A learner’s guide to the very important concepts of ‘arrays‘ and ‘associative arrays‘ and the very confusing, overlapping terminology thereof.
In programming, the term ‘array’, in its most general sense, means ‘a sequence of units of data’, but confusingly, a preponderance of terms all fit that same definition, each with its own variation on the theme. This wouldn’t be so bad if programmers and programming languages could decide amongst themselves which connotations belong to which terms, but in truth, there is no definitive usage that keeps them all straight. At best, the various different things called ‘array’ can be classified by a few properties:
- Is the number of elements (a.k.a. the units of data) in the array fixed at the array’s creation time, or can the number of elements grow and/or shrink after creation?

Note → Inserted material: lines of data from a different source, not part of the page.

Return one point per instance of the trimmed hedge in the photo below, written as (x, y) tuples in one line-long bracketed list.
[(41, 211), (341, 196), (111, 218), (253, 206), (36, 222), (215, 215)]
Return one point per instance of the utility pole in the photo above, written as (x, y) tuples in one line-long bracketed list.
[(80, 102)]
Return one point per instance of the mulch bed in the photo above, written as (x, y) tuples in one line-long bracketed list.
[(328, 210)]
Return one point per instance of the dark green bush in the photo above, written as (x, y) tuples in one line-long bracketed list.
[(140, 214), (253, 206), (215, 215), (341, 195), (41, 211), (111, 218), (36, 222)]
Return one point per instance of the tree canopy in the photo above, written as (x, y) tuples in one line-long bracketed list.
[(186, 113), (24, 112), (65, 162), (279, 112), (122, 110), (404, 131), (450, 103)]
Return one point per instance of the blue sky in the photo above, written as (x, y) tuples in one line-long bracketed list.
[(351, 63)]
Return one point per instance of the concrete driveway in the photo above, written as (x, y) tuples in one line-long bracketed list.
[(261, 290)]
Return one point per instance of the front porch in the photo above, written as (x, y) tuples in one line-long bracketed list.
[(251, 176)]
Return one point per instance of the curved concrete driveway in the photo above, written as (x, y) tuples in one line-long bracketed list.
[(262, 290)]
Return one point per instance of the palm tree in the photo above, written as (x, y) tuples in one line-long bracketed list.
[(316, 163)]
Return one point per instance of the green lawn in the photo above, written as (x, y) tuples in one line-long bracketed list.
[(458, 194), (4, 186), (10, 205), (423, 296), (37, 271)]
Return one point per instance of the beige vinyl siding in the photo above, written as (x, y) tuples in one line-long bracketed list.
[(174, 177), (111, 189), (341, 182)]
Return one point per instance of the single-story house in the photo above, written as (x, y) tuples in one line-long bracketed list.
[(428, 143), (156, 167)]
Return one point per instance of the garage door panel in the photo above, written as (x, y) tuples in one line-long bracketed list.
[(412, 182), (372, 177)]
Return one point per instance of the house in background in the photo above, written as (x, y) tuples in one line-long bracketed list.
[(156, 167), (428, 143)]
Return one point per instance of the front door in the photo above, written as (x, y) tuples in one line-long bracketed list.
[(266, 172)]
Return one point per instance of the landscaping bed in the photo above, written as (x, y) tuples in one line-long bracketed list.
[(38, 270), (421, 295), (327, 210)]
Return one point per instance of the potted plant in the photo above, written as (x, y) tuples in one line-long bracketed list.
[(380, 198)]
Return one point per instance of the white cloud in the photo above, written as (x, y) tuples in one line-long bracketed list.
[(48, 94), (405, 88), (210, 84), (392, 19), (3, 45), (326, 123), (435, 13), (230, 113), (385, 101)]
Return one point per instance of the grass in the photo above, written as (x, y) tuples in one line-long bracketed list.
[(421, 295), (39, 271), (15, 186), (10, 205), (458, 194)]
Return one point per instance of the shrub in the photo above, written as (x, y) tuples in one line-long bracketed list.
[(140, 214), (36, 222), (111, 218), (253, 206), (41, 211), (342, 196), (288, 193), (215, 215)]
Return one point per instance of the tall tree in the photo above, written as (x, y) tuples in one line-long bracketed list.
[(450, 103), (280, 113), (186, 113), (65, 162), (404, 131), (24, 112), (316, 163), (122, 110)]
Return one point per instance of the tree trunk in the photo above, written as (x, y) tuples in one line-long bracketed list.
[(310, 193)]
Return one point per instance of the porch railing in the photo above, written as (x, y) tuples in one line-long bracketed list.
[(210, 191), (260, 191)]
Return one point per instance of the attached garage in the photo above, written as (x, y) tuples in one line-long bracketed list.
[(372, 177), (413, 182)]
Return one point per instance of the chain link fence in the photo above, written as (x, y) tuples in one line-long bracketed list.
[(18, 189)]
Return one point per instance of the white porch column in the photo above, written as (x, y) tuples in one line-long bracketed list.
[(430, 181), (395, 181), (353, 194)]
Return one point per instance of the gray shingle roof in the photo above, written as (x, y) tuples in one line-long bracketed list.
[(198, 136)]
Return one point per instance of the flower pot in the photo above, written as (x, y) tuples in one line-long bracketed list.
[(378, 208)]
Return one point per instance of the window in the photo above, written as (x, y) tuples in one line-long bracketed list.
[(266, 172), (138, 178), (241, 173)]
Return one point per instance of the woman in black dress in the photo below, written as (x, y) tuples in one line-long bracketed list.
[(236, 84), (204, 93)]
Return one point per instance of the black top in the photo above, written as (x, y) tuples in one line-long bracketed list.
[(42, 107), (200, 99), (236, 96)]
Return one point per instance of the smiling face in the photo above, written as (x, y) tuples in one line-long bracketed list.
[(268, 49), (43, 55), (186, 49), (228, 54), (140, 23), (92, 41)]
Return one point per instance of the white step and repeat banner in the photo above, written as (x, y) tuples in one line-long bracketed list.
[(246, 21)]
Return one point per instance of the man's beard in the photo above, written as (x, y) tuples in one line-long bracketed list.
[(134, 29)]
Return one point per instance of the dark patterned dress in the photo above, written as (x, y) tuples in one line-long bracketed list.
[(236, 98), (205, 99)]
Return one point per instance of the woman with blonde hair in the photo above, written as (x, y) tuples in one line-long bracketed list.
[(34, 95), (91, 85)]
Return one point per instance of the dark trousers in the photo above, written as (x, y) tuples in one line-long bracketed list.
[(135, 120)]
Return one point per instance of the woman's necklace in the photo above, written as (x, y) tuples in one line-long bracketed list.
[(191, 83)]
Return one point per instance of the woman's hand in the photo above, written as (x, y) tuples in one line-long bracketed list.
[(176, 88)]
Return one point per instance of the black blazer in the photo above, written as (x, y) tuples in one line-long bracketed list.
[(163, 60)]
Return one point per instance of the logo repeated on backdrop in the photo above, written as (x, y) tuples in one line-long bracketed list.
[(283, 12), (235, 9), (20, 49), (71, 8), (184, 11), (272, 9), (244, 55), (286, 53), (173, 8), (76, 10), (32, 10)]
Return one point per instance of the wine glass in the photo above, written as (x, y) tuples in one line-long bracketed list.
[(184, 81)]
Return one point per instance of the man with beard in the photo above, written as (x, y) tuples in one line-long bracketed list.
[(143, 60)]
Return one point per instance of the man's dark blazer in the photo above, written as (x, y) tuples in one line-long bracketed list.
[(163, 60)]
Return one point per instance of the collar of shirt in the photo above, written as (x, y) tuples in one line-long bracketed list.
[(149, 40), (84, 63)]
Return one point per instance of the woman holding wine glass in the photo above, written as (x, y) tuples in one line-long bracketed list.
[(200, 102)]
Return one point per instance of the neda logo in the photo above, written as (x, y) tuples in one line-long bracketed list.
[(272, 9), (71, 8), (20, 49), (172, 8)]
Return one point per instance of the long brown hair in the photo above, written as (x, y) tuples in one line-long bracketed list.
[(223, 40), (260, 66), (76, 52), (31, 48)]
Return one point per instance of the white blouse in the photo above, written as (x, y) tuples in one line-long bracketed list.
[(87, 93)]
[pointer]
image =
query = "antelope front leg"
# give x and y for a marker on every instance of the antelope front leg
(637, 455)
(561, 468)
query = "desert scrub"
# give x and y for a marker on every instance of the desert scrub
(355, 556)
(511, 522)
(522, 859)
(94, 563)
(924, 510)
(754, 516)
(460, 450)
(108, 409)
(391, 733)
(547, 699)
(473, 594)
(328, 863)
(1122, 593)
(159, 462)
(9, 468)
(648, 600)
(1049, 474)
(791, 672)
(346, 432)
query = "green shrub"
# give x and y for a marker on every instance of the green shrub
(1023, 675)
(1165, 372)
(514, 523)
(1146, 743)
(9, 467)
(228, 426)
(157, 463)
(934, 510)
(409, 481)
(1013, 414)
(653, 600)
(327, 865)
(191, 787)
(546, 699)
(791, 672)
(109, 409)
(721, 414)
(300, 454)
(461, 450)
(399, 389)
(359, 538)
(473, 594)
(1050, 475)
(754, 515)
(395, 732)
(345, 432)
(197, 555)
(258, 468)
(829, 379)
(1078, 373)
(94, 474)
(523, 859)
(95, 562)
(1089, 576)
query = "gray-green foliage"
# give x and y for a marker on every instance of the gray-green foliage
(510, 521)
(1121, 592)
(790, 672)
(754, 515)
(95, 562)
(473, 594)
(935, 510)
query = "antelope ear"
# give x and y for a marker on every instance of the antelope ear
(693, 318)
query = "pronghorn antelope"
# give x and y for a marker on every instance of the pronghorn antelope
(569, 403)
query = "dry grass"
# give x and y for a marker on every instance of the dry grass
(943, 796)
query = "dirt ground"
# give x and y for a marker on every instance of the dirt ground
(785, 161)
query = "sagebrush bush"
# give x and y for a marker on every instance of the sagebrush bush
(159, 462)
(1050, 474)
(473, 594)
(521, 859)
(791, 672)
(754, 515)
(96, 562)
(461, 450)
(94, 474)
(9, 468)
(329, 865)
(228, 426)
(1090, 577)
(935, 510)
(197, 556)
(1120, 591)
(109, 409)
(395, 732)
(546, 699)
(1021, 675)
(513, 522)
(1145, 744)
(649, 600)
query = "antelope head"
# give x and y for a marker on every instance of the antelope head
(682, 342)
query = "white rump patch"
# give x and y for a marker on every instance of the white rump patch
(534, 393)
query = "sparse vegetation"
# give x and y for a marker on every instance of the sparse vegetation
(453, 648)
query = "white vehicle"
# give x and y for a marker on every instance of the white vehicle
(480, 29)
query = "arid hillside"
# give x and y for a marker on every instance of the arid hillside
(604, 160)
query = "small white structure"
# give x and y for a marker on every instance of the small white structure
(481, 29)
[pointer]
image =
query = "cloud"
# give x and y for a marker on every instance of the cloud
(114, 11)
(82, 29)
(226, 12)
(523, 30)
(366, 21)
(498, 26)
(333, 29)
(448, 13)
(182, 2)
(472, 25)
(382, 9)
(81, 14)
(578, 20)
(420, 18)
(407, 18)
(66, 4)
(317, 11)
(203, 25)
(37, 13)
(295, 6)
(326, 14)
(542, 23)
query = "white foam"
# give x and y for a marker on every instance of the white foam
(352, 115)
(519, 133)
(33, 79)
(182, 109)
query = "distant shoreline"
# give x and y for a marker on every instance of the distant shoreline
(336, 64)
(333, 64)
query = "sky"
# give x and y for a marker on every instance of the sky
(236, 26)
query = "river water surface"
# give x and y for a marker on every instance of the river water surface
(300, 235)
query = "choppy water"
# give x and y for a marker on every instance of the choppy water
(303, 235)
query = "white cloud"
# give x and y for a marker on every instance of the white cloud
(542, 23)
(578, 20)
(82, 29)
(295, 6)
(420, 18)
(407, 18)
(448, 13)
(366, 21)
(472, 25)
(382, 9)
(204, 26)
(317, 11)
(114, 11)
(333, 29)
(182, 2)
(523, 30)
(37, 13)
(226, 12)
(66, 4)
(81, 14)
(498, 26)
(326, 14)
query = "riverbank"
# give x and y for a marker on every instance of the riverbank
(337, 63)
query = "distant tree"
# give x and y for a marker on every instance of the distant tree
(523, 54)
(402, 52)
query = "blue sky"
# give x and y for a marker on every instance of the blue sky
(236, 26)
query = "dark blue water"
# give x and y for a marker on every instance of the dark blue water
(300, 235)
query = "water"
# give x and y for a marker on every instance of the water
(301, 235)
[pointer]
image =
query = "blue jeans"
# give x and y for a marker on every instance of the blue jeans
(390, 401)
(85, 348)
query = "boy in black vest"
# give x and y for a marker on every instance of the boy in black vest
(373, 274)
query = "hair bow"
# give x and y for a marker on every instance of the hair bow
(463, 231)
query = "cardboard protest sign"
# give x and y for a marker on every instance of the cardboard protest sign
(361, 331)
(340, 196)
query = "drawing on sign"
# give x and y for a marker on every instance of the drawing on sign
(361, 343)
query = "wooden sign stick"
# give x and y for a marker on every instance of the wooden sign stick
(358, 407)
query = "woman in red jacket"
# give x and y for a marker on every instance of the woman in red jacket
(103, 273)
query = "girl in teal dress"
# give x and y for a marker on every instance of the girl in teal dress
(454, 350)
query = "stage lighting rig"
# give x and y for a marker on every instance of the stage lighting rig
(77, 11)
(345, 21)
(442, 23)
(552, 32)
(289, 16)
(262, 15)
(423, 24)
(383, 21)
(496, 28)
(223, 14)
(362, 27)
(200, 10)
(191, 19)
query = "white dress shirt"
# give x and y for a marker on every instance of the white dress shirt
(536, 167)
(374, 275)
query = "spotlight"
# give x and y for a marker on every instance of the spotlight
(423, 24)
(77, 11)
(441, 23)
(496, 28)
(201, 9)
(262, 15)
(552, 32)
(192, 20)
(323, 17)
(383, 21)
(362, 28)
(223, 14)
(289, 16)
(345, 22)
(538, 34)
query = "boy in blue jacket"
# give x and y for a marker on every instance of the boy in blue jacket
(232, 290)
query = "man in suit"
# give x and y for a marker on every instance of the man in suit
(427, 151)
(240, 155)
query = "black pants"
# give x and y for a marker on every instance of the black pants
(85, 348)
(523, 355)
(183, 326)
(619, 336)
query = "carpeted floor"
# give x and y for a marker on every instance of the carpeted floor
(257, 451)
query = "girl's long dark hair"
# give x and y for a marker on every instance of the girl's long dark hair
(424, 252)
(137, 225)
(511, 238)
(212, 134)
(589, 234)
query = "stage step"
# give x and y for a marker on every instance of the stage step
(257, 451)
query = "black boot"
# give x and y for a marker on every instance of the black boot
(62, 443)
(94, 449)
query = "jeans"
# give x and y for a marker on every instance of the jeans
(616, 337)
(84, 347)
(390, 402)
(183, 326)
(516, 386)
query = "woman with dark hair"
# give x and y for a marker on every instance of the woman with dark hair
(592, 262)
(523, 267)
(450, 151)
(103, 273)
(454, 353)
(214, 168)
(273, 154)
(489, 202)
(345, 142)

- Are the elements homogeneous (all of the same kind) or heterogeneous (of different kinds)?
- Are the elements contiguous in memory (i.e. do the elements all sit directly adjacent to each other)?
- Do we care about the order? While the elements of an array are always indexed numerically (i.e. each element has a place in line relative to the others), we may simply want to use an array as a collection of things without regard to the order of its elements.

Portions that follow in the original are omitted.